Teachers examining a slide
Diagram of a nutrient cycle

When Montana State University educator-trainer Jeannie Chipps needed an authentic Montana research project to use as a model for teaching Proficiency Based Education, she turned to Montana NSF EPSCoR researcher Rob Payn. (Proficiency-based Education is also commonly known as Competency-based Education in that it assesses for students’ level of proficiency or competency in understanding and engaging the content being taught).

Chipps developed a summer professional development workshop for Montana STEM educators that used the work of Payn, an associate professor of Land Resources & Environmental Sciences at MSU, and his collaborators to model PBE assessment.

Chipps, a former high school chemistry teacher who now supports teachers through the Science Math Resource Center in MSU’s Department of Education, developed and taught the workshop to 15 teachers in July 2022. Her goal was twofold: to talk with teachers about ways we can use PBE to assess students with the newer science standards, and to root that conversation in a local Montana science phenomenon.

Chipps said PBE is a framework that helps not just teachers but entire school systems consider how we can personalize learning for students and transition from a traditional grading system to one that communicates learning as a proficiency level rather than a grade level.

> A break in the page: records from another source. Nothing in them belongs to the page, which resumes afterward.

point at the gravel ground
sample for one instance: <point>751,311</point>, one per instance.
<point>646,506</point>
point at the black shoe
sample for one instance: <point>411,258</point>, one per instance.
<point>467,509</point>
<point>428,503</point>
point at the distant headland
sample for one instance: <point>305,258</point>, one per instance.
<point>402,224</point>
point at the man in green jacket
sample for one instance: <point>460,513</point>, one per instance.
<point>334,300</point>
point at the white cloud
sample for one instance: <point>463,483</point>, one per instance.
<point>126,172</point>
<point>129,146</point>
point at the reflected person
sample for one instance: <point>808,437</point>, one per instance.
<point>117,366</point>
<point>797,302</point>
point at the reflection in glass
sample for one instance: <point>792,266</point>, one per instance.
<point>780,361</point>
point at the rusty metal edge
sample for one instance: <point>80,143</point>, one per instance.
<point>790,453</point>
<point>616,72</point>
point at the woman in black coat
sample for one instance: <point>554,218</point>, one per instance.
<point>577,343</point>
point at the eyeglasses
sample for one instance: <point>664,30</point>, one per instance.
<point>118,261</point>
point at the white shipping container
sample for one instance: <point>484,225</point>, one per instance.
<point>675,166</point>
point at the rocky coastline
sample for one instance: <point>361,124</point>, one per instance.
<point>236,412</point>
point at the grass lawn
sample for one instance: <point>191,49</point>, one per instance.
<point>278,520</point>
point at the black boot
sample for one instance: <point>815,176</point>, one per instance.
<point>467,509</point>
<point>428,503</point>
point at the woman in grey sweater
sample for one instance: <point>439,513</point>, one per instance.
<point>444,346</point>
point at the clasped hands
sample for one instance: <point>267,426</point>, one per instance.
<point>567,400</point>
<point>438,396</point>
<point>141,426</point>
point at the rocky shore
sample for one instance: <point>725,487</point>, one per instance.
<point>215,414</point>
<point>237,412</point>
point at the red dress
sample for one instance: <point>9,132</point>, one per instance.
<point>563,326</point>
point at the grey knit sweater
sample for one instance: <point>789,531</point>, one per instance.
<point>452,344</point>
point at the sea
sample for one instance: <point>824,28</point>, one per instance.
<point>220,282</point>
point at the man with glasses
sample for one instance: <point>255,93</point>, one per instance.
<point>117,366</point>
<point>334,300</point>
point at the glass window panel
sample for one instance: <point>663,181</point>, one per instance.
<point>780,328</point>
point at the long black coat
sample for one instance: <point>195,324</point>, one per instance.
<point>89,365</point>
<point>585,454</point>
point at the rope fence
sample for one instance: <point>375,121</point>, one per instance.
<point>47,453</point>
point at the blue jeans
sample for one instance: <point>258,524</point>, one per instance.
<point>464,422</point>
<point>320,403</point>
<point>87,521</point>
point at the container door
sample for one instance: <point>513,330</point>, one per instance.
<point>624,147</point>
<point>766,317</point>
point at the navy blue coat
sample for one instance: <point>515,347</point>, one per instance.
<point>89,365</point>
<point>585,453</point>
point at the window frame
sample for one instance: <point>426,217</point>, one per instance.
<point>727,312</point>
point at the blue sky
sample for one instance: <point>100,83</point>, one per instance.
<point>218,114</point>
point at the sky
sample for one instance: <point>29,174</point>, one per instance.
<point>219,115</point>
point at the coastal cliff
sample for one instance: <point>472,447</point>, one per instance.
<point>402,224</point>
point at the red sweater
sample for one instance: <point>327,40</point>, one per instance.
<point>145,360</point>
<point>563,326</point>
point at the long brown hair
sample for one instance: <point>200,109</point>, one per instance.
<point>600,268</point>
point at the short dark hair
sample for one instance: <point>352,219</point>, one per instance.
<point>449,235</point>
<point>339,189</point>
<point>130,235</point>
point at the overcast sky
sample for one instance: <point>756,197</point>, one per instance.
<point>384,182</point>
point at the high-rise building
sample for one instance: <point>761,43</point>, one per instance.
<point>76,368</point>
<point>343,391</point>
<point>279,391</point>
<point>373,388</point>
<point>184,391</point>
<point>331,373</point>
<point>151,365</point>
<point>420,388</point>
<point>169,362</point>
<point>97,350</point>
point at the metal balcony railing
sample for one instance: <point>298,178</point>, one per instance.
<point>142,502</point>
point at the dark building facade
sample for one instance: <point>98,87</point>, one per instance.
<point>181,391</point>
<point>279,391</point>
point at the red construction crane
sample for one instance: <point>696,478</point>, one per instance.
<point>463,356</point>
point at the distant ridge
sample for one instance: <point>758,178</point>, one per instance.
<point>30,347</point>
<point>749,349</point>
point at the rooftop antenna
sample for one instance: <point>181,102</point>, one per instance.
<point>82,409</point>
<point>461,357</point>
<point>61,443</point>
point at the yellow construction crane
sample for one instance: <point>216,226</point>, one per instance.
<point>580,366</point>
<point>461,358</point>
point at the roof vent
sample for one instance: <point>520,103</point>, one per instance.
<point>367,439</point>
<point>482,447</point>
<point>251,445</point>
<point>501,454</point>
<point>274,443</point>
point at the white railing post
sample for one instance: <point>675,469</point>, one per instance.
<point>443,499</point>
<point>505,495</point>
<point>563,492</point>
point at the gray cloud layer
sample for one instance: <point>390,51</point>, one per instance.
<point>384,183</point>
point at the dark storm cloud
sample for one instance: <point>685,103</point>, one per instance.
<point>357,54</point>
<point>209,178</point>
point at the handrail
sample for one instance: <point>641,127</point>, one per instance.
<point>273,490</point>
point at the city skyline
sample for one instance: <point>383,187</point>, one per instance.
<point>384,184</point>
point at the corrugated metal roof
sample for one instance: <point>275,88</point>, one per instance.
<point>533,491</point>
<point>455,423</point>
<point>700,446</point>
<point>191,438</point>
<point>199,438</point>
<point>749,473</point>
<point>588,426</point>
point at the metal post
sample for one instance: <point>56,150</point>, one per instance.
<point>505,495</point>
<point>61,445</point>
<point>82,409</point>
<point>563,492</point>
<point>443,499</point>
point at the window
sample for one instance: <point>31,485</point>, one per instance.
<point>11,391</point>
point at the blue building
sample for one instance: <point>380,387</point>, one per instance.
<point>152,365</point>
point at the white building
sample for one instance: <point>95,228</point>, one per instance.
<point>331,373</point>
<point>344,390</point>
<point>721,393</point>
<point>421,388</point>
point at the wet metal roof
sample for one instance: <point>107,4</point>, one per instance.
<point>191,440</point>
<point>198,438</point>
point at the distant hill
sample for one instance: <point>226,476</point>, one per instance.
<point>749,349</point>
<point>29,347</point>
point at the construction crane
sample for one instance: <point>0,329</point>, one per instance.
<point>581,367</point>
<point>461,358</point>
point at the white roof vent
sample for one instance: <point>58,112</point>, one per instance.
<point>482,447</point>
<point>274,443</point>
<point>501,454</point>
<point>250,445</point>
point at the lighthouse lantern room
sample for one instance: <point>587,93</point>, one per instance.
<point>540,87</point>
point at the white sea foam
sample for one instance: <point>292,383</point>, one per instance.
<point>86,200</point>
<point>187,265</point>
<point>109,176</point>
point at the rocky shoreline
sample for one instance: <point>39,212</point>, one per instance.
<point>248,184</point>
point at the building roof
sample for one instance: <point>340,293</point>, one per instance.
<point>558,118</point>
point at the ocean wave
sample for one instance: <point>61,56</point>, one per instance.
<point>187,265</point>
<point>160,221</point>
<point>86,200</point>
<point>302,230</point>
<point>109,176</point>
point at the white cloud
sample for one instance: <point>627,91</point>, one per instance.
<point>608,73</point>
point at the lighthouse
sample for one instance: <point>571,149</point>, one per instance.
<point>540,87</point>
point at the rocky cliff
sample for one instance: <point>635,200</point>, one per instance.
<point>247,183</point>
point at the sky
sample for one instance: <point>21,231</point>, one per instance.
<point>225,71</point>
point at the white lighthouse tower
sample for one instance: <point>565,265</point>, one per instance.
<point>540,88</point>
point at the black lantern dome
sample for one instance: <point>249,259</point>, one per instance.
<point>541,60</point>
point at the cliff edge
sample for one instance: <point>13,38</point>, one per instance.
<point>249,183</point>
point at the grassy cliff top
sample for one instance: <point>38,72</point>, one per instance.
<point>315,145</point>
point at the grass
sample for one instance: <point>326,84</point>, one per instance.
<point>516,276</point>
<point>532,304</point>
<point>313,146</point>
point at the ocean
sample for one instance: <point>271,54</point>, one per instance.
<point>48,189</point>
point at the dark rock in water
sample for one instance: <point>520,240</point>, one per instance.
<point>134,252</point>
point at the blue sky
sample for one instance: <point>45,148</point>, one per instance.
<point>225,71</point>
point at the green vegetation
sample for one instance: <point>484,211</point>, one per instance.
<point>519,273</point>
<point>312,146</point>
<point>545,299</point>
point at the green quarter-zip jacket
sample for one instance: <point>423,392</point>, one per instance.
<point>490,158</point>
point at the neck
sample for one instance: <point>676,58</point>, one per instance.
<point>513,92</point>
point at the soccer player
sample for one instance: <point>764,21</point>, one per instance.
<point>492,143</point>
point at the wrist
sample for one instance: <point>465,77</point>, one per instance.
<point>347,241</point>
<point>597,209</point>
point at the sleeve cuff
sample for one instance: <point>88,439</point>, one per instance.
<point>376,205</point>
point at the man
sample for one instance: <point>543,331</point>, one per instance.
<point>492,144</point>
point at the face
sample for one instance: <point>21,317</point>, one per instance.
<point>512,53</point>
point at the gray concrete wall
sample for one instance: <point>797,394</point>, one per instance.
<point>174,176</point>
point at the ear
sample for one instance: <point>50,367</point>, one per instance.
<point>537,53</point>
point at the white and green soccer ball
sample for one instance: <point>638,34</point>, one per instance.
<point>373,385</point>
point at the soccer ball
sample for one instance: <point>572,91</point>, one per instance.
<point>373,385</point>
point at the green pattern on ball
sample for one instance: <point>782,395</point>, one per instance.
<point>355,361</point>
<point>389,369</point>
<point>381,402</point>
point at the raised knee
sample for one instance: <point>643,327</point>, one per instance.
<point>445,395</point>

“PBE is still rooted in state standards, but it gives students the ability to assess their own learning,” Chipps added. “It also communicates better to stakeholders what students truly know, compared to saying, for example, that a student achieved an 81% in a class.”

In 2021, the Montana Legislature passed the Transformational Learning Act in order to enhance “a flexible system of pupil-centered learning that is designed to meet the Montana Constitutional mandate of ‘fully develop[ing] the educational potential of each person.’” Montana State University has since offered courses and workshops on PBE to hundreds of in-service and pre-service teachers and will host a Summer PBE Institute in 2023.

Chipps worked directly with Payn to transform his research in the Judith River Watershed into a phenomenon-based scenario that helped model PBE for the STEM teachers. Payn looks at how the unique topography of the highly productive agricultural region may affect nitrogen runoff and how natural and man-made features impact nitrate levels found in waterways.

“A picture is truly worth 1,000 words,” said Chipps. “Rob shared an image that depicted land use at the border of two different properties. The river runs through these two properties but there were stark differences at the border. That sparks the conversation. When a teacher sees an image like that, they start looking for patterns, they think about cause and effect – all these cross-cutting concepts that we are supposed to demonstrate to our students.”

Chipps said she then accessed some of Payn’s published research articles and incorporated maps and a figure on the factors that impact nitrate levels into her teacher workshop.

“Rob gave me a way to ask a guiding question, which was an entry point into how do humans impact water quality within a specific location, and what other factors do we need to consider?” said Chipps. “This scenario works for all STEM teachers, too -- you can talk about water chemistry and use that in a chemistry classroom; you could talk about the ecosystems or agricultural practices and bring it into a life science or ag classroom; you could talk about geological influences in an earth science classroom.”

The teachers first studied the maps, diagrams and photos, then sketched their own models of what could be happening in the region. Chipps guided them and explained how their work dovetailed with PBE assessment.

Chipps said she was excited to see teachers bringing in their prior knowledge – a key component of PBE – to the workshop. Prior knowledge, for both teachers and students, can include content learned in another class as well as lived experiences, including social and cultural.

“I wanted to make sure that we were giving teachers a somewhat local phenomenon that they could connect with, and many people in Montana can connect with water-based phenomena. Given that we had access to researchers in that field, it made sense as a place to start the conversation,” she said.

Chipps will continue leading other classes and PD opportunities on Proficiency Based Education and plans to reach out to other EPSCoR and university faculty. The Science Math Resource Center is the primary Education-Outreach-Diversity partner at MSU for Montana NSF EPSCoR. 

“It’s a great opportunity for researchers to bring their stories and their work to teachers, because teachers want to engage their students in that natural inquisitiveness to know the answer,” said Chipps. “Teachers have a curiosity that we want to spark in our students. Making it relevant, making it local, making it about something that they’ve heard of reignites that curiosity.”